Load and view data

In the window that opens, choose Load audio from file and select the downloaded recording of fly song. Alternatively, use the menu File/New from file.

Supported formats

Currently, the GUI can load audio data from a wide range of file types:


If your favorite format is not included in this list, convert it to a supported format.

Customizing loading

After selecting a file, a menu allows you to adjust things before loading:

loading screen

Fig. 12 Loading screen.

  • Dataset with audio: Select the variable in the npz, mat or h5 file that contains the audio data. For audio (e.g. wav) and npy files, this field will be empty since they do not contain multiple datasets.

  • Data format: The format for loading the file is inferred automatically but can be overridden here.

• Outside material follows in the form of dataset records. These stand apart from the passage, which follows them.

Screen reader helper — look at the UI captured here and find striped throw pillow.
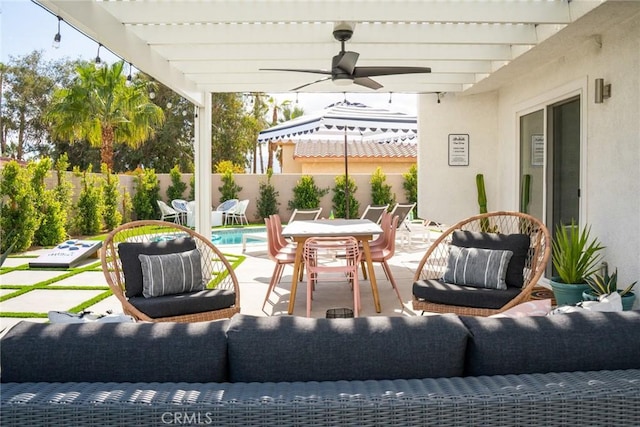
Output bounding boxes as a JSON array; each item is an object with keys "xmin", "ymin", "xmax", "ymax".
[
  {"xmin": 139, "ymin": 249, "xmax": 204, "ymax": 298},
  {"xmin": 443, "ymin": 246, "xmax": 513, "ymax": 290}
]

  • Audio sample rate (Hz): The audio sample rate is obtained from the file for audio files, and from the samplerate variable of npz files (see data formats). Enter the correct sample rate for formats that lack this information.

  • ignore_tracks (IGNORE)

  • crop width and height (IGNORE)

  • File with annotations: Load existing annotations from a csv file. Will default to the name of the audio file, ending in _annotations.csv. See here for a description of the expected content of that file. Select an alternative file via the Select File with annotations button. Will ignore the file if it does not exist or is malformed.

  • Initialize annotations: Initialize the song types you want to annotate. Song types and categories are specified with a string: “name,category;name2,category2” (category is either event or segment), for instance “pulse,event;sine,segments”. After loading, you can add, delete, and rename song types via the Audio/Add or edit annotation types menu.

  • Minimal/Maximal spectrogram frequency: Focus the range of frequencies in the spectrogram display on the frequencies that occur in the song you want to annotate. For instance, for fly song, we typically choose 50-1000Hz. If checking None, will default to the between 0 and half the audio sample rate.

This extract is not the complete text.